Damir Marjanović
Kemalbegova 10
71000 Sarajevo, Bosnia and Herzegovina
marjanovd/at/hotmail.com
This is an open access article distributed under the Creative Commons Attribution License, which permits unrestricted non-commercial use, distribution, and reproduction in any medium, provided the original work is properly cited.
Various procedures, such as identification of the remains by direct facial recognition by a living person, by fingerprint, dental analysis, identification of special features (eg, scars, tattoos), recognition of clothing and belongings, autopsy findings, analysis of skeletal remains by forensic anthropologists (estimation of the species, sex, age, race, stature, and period of time since death), reconstruction of facial features from the skull, hair comparison, and DNA analysis could all be used, with more or less success, to identify human remains (3).
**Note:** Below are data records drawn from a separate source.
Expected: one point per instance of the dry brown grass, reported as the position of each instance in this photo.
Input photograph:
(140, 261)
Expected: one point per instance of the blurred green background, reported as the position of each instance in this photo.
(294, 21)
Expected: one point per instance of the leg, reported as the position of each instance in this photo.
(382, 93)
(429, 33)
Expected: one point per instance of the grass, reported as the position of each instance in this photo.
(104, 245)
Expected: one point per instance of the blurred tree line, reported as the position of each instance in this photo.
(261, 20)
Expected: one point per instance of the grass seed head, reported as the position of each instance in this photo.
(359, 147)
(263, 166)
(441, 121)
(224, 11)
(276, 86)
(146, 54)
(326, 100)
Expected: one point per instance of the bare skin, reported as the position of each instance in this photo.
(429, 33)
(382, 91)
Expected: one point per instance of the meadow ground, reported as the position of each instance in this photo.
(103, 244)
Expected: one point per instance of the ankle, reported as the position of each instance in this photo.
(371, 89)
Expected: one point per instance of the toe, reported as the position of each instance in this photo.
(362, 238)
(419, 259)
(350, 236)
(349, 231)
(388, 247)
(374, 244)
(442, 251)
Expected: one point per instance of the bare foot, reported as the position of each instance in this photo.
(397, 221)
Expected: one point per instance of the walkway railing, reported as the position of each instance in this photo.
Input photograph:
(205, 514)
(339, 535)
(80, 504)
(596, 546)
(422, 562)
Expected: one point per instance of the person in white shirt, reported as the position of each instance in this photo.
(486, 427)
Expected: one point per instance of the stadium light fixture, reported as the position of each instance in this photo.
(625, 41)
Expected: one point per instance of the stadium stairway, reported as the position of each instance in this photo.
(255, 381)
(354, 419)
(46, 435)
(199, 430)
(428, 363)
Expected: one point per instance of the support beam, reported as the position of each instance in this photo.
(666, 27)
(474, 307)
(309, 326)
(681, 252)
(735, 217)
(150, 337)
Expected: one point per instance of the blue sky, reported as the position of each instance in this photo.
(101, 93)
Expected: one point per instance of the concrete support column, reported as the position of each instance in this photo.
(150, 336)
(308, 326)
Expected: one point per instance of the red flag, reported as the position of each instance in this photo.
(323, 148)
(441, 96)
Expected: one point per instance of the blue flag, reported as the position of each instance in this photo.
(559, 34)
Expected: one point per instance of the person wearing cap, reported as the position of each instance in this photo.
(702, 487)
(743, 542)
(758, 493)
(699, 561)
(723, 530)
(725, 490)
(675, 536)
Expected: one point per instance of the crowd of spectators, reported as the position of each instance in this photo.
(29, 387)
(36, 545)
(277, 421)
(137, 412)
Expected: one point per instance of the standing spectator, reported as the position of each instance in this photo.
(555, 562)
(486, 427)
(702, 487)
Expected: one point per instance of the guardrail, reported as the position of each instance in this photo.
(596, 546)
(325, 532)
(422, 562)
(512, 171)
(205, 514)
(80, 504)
The selection of appropriate procedure and its usefulness depends on the circumstances and the state of the examined remains. Unfortunately, in war circumstances, with significant number of remains buried in a single mass grave, identification is much more difficult (4).
Considering the temporal gap of 60 years, DNA analysis seems to be the only viable approach for the identification of victim remains from the end of the World War II. While working with bones and teeth, forensic scientists are usually confronted with many problems, such as insufficient quantity of DNA, high level of DNA degradation, and the presence of polymerase chain reaction (PCR) inhibitors. Sixty years long deposition of samples in humid soil could significantly enhance the influence of all potential adverse factors. Therefore, careful optimization of all the stages of the procedures employed in the analysis of this type of samples is obligatory (5). The mission of DNA identification of victims from the recent armed conflicts in Bosnia and Herzegovina (6,7), Croatia (3), and Kosovo (6) solved a multitude of difficulties up to then unseen in the DNA analysis of skeletal remains. Now, the same team of scientists was involved in a new challenge – DNA identification of skeletal remains from the World War II mass graves located in this part of Europe.
Slovenia is located at the intersection between Central and South-Eastern Europe, a region with a very turbulent recent history. Wars that took place in this area during the 20th century, including the World War II, left behind a significant number of dead and missing persons. There are no precise official data on the number of missing persons in this country, but the approximate number amounts up to tens of thousands. This estimate is additionally complicated by several post-war incidents and mass executions made by Yugoslav communists, which were hidden and denied by official communist authorities for almost 50 years (8). One of the most atrocious post-war incidents was “Croats’ Way of the Cross,” when tens of thousands of people were mass executed. Official estimates range from 45000 to 200000 victims (8). Recently, regional democratic governments put in significant efforts to identify individuals discovered in several mass graves scattered throughout the region. In order to address numerous requests of missing people’s relatives, the municipality of Škofja Loka commissioned the DNA analysis of skeletal remains and reference samples. Due to the state of decomposition of the remains, application of standard methods for human identification was insufficient and DNA identification was requested. Here, we report the first results of these analyses.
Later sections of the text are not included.